화학공학소재연구정보센터
AAPG Bulletin, Vol.82, No.1, 110-146, 1998
Architecture of marine rift-basin successions
Marine rift basins represent a continuum ranging from mixed nonmarine/marine through shallow marine to deep marine, or from partly emergent through partly submergent to completely submergent basin types. These rift basin types have strongly variable synrift sedimentary architectures because of temporal changes in relative sea level, accommodation creation, and sediment supply throughout the rift cycle. Accommodation changes are controlled mainly by local basin-floor rotation, basin-wide background subsidence, and, to a lesser degree, by eustatic changes. Sediment supply determines how much of the accommodation is filled and in what manner, and is controlled by the distance to the main hinterland areas, and the size and sediment-yield potential of any local fault-block source area. Marine siliciclastic synrift successions, whether dominantly shallow or deep marine in nature, are classified in terms of sediment supply as overfilled, balanced, underfilled, and starved. Sediment-overfilled and sediment-balanced infill types are characterized by a threefold sandstone-mudstone-sandstone synrift sediment-infill motif; the sediment-underfilled type is represented by a two-fold conglomerate-sandstone-mudstone motif; and the sediment-starved ts pe commonly is represented by a one-fold mudstone motif.

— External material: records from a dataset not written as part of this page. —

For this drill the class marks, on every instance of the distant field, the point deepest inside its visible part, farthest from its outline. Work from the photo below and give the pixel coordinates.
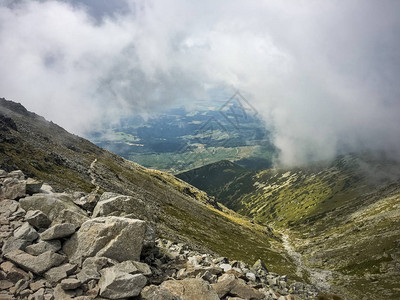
(179, 140)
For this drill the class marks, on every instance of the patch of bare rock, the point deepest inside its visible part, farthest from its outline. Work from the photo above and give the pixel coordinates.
(76, 246)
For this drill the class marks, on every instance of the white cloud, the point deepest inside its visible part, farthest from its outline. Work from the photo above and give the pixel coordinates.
(324, 74)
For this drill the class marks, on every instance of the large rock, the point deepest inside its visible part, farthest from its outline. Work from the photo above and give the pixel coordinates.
(26, 232)
(119, 205)
(36, 264)
(69, 216)
(58, 231)
(154, 292)
(13, 243)
(91, 268)
(116, 284)
(37, 219)
(7, 207)
(51, 205)
(43, 246)
(88, 202)
(17, 174)
(33, 186)
(14, 188)
(190, 289)
(55, 275)
(113, 237)
(229, 284)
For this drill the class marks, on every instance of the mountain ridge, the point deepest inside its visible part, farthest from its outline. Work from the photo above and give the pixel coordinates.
(183, 213)
(340, 216)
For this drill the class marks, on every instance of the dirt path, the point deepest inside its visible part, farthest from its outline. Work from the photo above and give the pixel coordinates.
(319, 277)
(92, 176)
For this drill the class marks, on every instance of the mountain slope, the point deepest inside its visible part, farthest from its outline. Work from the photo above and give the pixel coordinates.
(212, 177)
(342, 217)
(44, 150)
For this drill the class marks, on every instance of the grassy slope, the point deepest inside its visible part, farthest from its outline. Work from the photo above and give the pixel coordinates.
(343, 217)
(44, 150)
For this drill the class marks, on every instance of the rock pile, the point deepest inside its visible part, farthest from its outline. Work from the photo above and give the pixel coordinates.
(76, 246)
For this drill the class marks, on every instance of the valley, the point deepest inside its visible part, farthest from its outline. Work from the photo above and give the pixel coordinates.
(339, 220)
(180, 139)
(332, 224)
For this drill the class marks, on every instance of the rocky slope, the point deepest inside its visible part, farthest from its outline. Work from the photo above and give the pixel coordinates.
(339, 221)
(181, 212)
(77, 246)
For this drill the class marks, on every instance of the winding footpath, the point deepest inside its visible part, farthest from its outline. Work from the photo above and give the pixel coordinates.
(92, 176)
(319, 277)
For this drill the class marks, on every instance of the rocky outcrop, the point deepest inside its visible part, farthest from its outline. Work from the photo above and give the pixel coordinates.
(112, 257)
(107, 236)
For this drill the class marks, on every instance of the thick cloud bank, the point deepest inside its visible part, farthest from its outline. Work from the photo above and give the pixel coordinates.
(324, 74)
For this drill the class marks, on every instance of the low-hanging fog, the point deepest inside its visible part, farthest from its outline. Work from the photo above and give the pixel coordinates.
(325, 75)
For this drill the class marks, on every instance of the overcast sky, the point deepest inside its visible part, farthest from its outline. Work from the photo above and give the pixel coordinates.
(324, 74)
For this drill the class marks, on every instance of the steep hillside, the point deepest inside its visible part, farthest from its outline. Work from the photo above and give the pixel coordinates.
(340, 221)
(213, 177)
(181, 212)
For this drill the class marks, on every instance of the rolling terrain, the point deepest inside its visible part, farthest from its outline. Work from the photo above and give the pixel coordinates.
(339, 221)
(180, 212)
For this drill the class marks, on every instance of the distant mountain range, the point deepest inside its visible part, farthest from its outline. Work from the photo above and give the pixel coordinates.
(179, 140)
(335, 224)
(181, 212)
(341, 216)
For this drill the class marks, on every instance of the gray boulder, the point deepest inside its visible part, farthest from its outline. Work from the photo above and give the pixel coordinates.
(120, 205)
(37, 219)
(88, 202)
(190, 289)
(55, 275)
(69, 216)
(36, 264)
(106, 236)
(229, 284)
(70, 284)
(17, 174)
(13, 243)
(8, 207)
(116, 284)
(91, 268)
(50, 204)
(14, 188)
(58, 231)
(43, 246)
(33, 186)
(26, 232)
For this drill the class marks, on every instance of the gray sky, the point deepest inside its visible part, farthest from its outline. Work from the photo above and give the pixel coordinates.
(324, 74)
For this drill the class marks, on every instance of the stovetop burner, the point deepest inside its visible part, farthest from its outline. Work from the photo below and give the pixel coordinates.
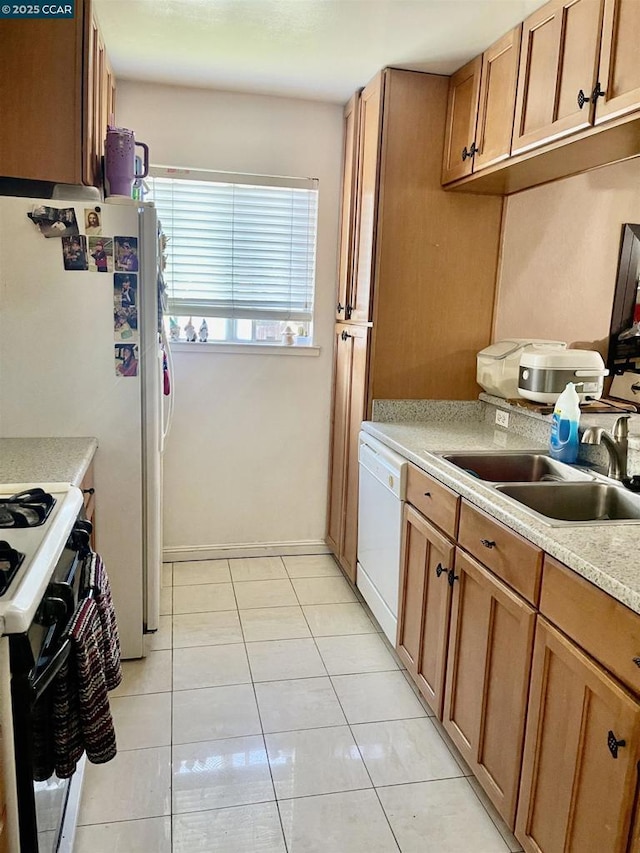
(30, 508)
(10, 562)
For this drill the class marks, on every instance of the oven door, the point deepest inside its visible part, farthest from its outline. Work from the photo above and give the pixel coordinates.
(36, 659)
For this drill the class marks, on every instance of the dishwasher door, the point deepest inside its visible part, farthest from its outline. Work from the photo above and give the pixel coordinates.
(380, 502)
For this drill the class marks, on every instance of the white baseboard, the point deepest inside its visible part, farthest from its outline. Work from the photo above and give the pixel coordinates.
(231, 552)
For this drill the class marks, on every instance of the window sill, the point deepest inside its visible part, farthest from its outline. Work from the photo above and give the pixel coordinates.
(242, 349)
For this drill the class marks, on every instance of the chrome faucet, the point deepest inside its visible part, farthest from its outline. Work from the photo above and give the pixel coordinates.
(615, 443)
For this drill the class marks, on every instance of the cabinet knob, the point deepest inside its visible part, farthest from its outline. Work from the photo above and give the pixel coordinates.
(614, 744)
(585, 99)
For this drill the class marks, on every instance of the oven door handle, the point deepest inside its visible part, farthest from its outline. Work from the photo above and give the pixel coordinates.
(44, 679)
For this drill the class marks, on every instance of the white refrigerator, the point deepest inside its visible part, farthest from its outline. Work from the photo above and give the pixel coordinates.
(66, 369)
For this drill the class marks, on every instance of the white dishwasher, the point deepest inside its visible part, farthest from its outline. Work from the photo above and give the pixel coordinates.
(383, 477)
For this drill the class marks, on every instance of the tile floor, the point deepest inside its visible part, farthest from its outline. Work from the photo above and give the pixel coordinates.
(271, 716)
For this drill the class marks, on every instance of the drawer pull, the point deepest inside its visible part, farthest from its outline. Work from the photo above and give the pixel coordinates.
(613, 744)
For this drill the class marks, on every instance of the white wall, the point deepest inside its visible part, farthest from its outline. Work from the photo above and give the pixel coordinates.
(247, 457)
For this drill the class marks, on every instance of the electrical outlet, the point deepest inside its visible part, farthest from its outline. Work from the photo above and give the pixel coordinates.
(502, 418)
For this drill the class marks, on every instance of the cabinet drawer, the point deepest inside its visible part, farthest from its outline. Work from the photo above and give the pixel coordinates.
(605, 628)
(508, 555)
(434, 500)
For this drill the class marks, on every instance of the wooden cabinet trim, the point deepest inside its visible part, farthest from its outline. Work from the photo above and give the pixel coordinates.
(433, 499)
(602, 626)
(512, 558)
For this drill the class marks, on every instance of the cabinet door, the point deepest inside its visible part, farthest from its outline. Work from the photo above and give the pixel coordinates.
(462, 112)
(347, 221)
(488, 664)
(424, 604)
(619, 77)
(497, 100)
(558, 60)
(577, 792)
(349, 401)
(367, 199)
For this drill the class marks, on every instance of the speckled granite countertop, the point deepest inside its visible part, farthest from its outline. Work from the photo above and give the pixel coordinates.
(45, 460)
(607, 555)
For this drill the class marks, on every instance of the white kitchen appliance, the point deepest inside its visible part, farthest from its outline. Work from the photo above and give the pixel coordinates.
(544, 374)
(382, 490)
(58, 378)
(497, 365)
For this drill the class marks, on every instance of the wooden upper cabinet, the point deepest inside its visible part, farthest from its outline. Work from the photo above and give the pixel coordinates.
(367, 198)
(582, 747)
(619, 76)
(558, 72)
(497, 100)
(348, 213)
(462, 114)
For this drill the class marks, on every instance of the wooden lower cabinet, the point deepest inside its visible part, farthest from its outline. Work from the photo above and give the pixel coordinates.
(578, 790)
(489, 658)
(424, 604)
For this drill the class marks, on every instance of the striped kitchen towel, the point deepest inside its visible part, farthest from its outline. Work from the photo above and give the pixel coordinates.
(97, 579)
(82, 717)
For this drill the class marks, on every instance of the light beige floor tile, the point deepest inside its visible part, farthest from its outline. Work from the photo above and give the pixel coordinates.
(305, 703)
(402, 751)
(283, 659)
(326, 620)
(142, 721)
(278, 593)
(131, 836)
(312, 566)
(323, 591)
(242, 829)
(508, 837)
(161, 639)
(206, 629)
(355, 653)
(215, 712)
(201, 572)
(375, 696)
(134, 785)
(147, 675)
(350, 822)
(315, 761)
(210, 666)
(440, 817)
(274, 623)
(166, 601)
(220, 773)
(200, 598)
(257, 569)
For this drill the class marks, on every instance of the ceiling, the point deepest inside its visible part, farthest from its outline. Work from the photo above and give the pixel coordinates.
(316, 49)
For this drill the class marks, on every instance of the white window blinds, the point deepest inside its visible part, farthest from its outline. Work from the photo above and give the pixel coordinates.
(239, 246)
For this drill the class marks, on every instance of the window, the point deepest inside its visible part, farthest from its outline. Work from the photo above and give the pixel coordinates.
(240, 254)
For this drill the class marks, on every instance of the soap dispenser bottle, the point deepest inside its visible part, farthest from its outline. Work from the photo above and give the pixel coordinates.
(564, 441)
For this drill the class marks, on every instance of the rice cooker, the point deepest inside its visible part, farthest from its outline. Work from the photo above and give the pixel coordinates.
(544, 373)
(498, 365)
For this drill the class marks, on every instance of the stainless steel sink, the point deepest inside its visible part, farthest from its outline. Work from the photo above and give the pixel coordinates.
(576, 503)
(515, 467)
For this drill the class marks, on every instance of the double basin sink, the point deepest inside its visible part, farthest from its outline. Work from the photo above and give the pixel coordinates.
(558, 493)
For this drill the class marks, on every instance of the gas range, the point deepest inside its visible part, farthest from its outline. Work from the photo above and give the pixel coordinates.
(41, 546)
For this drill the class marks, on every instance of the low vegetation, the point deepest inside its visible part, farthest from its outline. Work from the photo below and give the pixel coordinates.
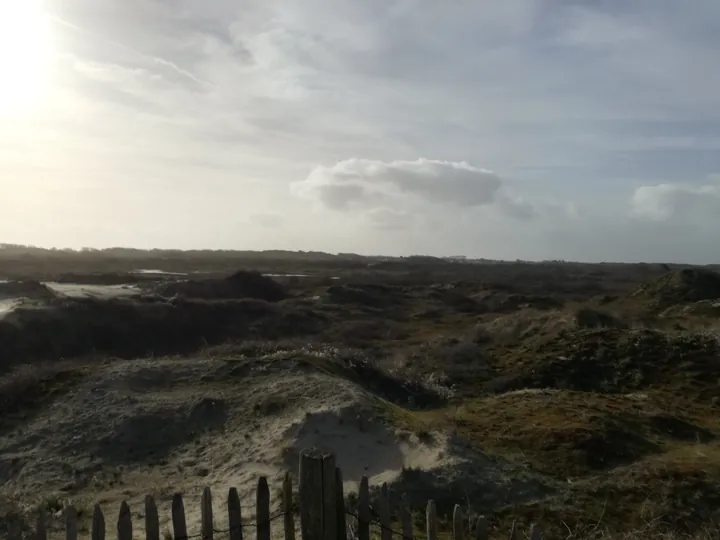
(594, 386)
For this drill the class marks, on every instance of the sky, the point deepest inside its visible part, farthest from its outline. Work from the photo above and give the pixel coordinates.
(522, 129)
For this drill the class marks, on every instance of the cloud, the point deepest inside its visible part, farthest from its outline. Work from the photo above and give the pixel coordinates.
(368, 183)
(573, 130)
(665, 202)
(269, 220)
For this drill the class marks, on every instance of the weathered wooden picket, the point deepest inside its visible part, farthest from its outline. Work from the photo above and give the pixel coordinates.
(322, 510)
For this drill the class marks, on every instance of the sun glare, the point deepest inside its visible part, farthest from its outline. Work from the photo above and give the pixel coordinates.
(24, 55)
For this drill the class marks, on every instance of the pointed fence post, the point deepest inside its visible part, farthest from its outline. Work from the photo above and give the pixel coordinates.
(384, 511)
(125, 522)
(70, 523)
(431, 521)
(341, 521)
(152, 520)
(262, 513)
(234, 515)
(288, 508)
(481, 528)
(206, 518)
(179, 523)
(364, 516)
(98, 524)
(458, 523)
(318, 495)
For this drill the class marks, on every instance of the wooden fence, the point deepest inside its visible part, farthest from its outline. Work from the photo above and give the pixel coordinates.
(322, 511)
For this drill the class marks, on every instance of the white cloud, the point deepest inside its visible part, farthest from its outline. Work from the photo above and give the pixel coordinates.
(557, 129)
(664, 202)
(364, 182)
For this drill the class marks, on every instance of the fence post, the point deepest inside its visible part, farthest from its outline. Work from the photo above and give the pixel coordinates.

The sequential development, Linked depositional systems, and stratigraphic signatures of the early synrift, the rift climax, and the late synrift to early postrift stages vary significantly between these rift basin infill types, as do the tectonic significance (timing of initiation and duration) of stratal surfaces, such as foot wall unconformities, nondepositional hiatuses, and marine condensed sections. The construction of the fourfold rift basin infill classification scheme provides a first basis and a strong tool for predicting the distribution and geometry of synrift reservoir and source rock types, despite the inherent variability of the marine synrift infills.